AI Mode is Not Live Web

Discovery

An experiment testing Google's AI Mode suggests it may rely on Google's existing index or cached web data rather than performing live HTTP requests for all URLs.

Listen

When you use Google's AI Mode to fetch a web page, you might assume it is browsing the live internet in real time. But a recent experiment reveals that this is not exactly how it works.

To test this, a brand-new web page was uploaded to a live server. A standard connection check confirmed the page was live and fully accessible. However, when a Python script was run inside Google's AI Mode to fetch that same new web address, it returned a "not found" error.

The script was then changed to fetch an older, already indexed page on the same server.
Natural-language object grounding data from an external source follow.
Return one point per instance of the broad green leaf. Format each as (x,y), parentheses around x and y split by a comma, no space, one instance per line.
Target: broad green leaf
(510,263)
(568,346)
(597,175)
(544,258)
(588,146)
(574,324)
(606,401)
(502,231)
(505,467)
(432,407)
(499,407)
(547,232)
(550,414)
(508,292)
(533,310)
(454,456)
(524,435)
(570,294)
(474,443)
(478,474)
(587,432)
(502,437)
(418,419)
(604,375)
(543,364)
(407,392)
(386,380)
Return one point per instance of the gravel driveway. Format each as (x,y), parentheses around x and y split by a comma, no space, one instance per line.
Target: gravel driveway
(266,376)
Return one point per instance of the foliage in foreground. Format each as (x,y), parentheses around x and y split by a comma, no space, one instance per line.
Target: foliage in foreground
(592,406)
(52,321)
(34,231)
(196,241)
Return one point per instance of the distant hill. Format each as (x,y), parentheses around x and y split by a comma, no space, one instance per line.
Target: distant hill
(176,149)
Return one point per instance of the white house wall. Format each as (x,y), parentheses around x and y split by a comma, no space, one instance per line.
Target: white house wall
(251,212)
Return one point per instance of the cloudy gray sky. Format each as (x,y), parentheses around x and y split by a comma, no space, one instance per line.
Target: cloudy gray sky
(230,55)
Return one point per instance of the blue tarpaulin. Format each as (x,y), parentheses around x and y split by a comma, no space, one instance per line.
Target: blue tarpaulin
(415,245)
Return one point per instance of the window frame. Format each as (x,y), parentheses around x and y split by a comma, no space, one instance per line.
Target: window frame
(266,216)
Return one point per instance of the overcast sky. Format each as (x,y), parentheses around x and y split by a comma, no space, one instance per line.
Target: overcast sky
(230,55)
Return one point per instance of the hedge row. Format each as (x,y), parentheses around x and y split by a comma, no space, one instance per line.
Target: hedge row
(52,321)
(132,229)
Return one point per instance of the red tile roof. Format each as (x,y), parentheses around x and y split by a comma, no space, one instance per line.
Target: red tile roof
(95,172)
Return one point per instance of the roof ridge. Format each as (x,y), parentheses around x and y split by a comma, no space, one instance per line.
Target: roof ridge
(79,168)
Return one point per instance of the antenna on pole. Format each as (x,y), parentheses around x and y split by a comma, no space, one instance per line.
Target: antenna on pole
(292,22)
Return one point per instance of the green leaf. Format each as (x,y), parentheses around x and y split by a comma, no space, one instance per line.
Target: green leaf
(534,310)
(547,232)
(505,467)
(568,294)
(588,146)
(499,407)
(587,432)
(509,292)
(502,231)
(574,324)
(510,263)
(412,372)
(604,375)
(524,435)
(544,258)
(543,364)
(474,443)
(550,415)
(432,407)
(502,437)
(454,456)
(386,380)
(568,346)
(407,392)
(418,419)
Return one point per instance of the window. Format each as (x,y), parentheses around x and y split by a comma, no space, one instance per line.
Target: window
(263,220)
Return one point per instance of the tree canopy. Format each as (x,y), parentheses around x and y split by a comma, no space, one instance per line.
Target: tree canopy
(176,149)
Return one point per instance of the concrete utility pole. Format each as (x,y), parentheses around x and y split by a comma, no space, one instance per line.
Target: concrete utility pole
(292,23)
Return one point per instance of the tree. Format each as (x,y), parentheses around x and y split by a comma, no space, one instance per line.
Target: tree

This time, the AI successfully retrieved the page and its content.

This suggests that Google's AI Mode does not perform a fresh, live request to the target server every time. Instead, it seems to consult Google's existing search index or cache first. If a page is brand-new and has not been crawled yet, the AI acts as if it does not exist and simulates a 404 error, even if the page is actually live.

For developers and researchers, this is a crucial distinction. It means the AI's web access is mediated through Google's existing snapshot of the internet, rather than direct, real-time browsing. If you need up-to-the-second accuracy on a newly published page, the AI might tell you it simply is not there.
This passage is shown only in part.